Keep --max-frames 24 by default (see Recommended limits - it is the main speed lever). Only raise it, or switch to a focused --start/--end range, when the user wants on-screen detail or the video is genuinely fast-cut. If the video has no captions, the script prints NO_CAPTIONS_CONSENT_REQUIRED and returns frames-only; follow the consent gate (see "Privacy posture and the consent gate" above) before re-running without --captions-only. Pass --intent whenever you have any signal from the user about why they want this video - the question they asked, a stated goal, or a brief inferred summary. Empty --intent works but produces less-targeted report sections.

Optional flags:

  • --start T / --end T - focus on a section. Accepts SS, MM:SS, or HH:MM:SS. When either is set, fps auto-scales denser (see "Focusing on a section" below).
  • --max-frames N - lower the cap for tighter token budget (e.g. --max-frames 40)
  • --resolution W - change frame width in px (default 512; bump to 1024 only if the user needs to read on-screen text)
  • --fps F - override auto-fps (clamped to 2 fps max). Setting --fps disables scene-change sampling.
  • --out-dir DIR - keep working files somewhere specific (default: an auto-generated tmp dir)
  • --whisper groq|openai - force a specific Whisper backend (default: prefer Groq if both keys exist)
  • --no-whisper - disable the Whisper fallback entirely (frames-only if no captions)
  • --captions-only - privacy posture: never send audio off-machine. Uses native captions if present; if none, emits a NO_CAPTIONS_CONSENT_REQUIRED sentinel and proceeds frames-only. Implies --no-whisper and also blocks the hook microscope's audio upload (which plain --no-whisper historically did not).
  • --no-scene-change - force uniform frame sampling (debug only; usually leave on)
  • --no-hook-microscope - skip the 0-10s dense pass (saves ~1 Whisper call)

Privacy posture and the consent gate (default --captions-only)

By default, run with --captions-only so no audio ever leaves the machine without the user's say-so. Two outcomes:

  1. The video has native captions: you get a full transcript for free, nothing is uploaded, proceed to Step 3 as normal.
  2. The video has no captions: the script prints NO_CAPTIONS_CONSENT_REQUIRED (to stderr and inside the report's Transcript section) and returns frames-only. Before doing anything else, use AskUserQuestion to ask the user: "This video has no native captions. Transcribing it means sending its audio to a third-party Whisper API (Groq or OpenAI). Proceed with transcription, or analyze frames-only?" Only if the user consents, re-run the same command without --captions-only (optionally adding --whisper groq|openai). If they decline, continue frames-only.
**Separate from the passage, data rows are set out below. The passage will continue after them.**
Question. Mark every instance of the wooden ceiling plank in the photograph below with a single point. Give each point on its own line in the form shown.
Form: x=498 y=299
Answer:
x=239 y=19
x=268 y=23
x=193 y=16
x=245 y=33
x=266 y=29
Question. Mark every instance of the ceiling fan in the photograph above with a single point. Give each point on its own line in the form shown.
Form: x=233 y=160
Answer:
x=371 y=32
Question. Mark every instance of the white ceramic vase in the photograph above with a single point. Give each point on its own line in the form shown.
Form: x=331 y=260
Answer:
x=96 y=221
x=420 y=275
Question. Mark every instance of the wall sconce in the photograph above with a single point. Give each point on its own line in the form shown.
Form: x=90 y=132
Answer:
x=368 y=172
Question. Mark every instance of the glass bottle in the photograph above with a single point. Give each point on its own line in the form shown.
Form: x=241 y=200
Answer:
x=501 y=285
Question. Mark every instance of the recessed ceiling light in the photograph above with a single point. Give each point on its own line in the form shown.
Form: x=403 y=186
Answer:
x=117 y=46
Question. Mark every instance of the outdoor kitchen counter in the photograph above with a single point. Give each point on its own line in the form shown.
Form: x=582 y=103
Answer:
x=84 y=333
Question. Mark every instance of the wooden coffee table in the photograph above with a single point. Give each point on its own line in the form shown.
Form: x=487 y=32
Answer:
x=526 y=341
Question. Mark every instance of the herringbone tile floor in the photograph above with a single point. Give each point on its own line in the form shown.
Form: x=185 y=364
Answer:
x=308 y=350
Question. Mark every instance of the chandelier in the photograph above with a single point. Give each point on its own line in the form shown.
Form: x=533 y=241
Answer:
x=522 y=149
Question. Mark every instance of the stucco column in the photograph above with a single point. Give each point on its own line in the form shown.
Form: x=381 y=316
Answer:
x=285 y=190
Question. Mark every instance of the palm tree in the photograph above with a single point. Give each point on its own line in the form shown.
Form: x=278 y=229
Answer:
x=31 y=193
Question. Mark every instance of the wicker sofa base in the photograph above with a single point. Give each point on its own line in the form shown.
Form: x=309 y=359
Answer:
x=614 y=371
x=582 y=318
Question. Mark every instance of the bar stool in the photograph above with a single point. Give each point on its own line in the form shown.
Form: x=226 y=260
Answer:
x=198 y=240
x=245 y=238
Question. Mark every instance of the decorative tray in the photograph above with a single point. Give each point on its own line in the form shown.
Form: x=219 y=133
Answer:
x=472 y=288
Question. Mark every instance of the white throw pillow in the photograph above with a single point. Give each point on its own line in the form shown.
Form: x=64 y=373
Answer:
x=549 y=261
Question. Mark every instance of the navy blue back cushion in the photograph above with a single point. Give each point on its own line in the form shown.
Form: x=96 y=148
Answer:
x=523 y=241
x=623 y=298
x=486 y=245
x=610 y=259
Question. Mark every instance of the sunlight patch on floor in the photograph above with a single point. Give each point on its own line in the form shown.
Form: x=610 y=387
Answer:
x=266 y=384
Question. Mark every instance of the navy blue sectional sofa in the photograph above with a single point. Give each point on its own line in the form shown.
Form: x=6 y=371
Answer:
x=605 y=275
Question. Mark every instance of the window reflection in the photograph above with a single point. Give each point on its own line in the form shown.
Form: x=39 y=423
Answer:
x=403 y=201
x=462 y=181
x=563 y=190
Never drop the --captions-only flag on the user's behalf. The whole point is that the audio upload is an explicit, consented step, not a silent fallback. (Note: re-running re-downloads the video; a future --list-subs probe in download.py could avoid that, but it is not required for correctness.)

Focusing on a section (higher frame rate)
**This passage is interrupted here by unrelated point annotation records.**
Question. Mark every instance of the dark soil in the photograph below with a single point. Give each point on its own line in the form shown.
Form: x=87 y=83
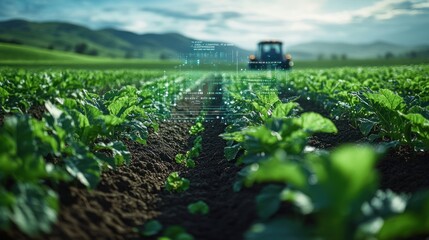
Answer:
x=131 y=195
x=211 y=181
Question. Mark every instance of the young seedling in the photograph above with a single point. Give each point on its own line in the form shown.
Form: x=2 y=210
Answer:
x=175 y=183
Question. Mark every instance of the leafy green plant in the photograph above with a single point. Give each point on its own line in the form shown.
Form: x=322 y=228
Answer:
x=175 y=233
x=175 y=183
x=150 y=228
x=25 y=200
x=196 y=129
x=199 y=207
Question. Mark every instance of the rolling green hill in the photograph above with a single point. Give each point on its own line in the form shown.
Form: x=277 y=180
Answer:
x=327 y=50
x=106 y=43
x=12 y=52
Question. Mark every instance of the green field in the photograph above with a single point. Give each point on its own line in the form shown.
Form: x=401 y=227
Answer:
x=30 y=57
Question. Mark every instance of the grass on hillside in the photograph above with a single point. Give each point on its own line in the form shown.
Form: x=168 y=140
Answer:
x=30 y=57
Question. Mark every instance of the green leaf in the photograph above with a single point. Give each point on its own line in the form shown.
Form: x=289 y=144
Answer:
x=366 y=126
x=387 y=99
x=177 y=233
x=120 y=153
x=85 y=168
x=284 y=109
x=199 y=207
x=314 y=122
x=175 y=183
x=35 y=209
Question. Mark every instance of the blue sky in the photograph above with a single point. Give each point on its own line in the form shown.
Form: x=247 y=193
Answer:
x=243 y=22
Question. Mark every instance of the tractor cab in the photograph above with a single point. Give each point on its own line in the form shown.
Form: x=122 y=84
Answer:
x=269 y=55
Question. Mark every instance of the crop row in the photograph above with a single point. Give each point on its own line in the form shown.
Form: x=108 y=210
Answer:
x=84 y=121
x=310 y=193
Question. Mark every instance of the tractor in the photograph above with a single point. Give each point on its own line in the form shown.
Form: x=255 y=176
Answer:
x=269 y=56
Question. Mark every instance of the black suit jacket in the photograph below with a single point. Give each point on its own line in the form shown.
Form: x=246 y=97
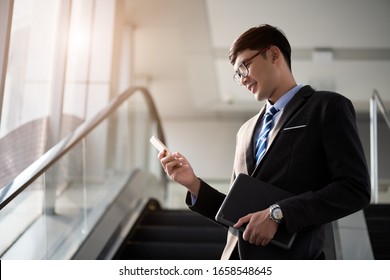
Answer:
x=315 y=152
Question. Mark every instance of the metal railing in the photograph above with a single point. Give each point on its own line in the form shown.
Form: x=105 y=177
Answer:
x=36 y=169
x=375 y=103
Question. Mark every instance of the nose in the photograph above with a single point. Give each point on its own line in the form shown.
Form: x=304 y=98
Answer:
x=244 y=80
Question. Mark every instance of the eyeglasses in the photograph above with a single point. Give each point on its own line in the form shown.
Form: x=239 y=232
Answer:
x=242 y=70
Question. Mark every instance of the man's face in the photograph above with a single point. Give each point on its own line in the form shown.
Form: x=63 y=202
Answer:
x=261 y=74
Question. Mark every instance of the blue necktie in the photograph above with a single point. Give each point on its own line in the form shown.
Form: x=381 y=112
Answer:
x=261 y=142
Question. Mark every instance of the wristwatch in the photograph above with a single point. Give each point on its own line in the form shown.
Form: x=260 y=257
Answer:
x=275 y=213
When the user asks about a specific moment - "what happens at the 2 minute mark?", "zoom into 0:45 to 1:00", "the first 10 seconds" - pass --start and/or --end. The script switches to focused-mode budgets, which are denser than full-video budgets (still capped at 2 fps):

  • ≤5s → 2 fps (up to 10 frames)
  • 5-15s → 2 fps (up to 30 frames)
  • 15-30s → ~2 fps (up to 60 frames)
  • 30-60s → ~1.3 fps (up to 80 frames)
  • 60-180s → ~0.6 fps (100 frames, capped)

Focused mode is the right call for:

  • Any moment/range the user names explicitly ("around 2:30", "the intro", "the last 30 seconds").
  • Any video longer than ~10 minutes where the user's question is about a specific part - running focused on the relevant section is far more useful than a sparse scan of the whole thing.
  • Re-runs after a full scan didn't have enough detail in some region.

Transcript is auto-filtered to the same range. Frame timestamps are absolute (real video timeline, not offset-from-start).

Examples:

bash
# Last 10 seconds of a 1 minute video
python3 "${CLAUDE_SKILL_DIR}/scripts/watch.py" video.mp4 --start 50 --end 60

# Zoom into 2:15 → 2:45 at 3 fps (90 frames)
python3 "${CLAUDE_SKILL_DIR}/scripts/watch.py" "$URL" --start 2:15 --end 2:45 --fps 3

# From 1h12m to the end of the video
python3 "${CLAUDE_SKILL_DIR}/scripts/watch.py" "$URL" --start 1:12:00

Step 3 - Read every frame path the script lists. The Read tool renders JPEGs directly as images for you. Read all frames in a single message (parallel tool calls) so you see them together. The frames are in chronological order with a t=MM:SS timestamp so you can align them to the transcript.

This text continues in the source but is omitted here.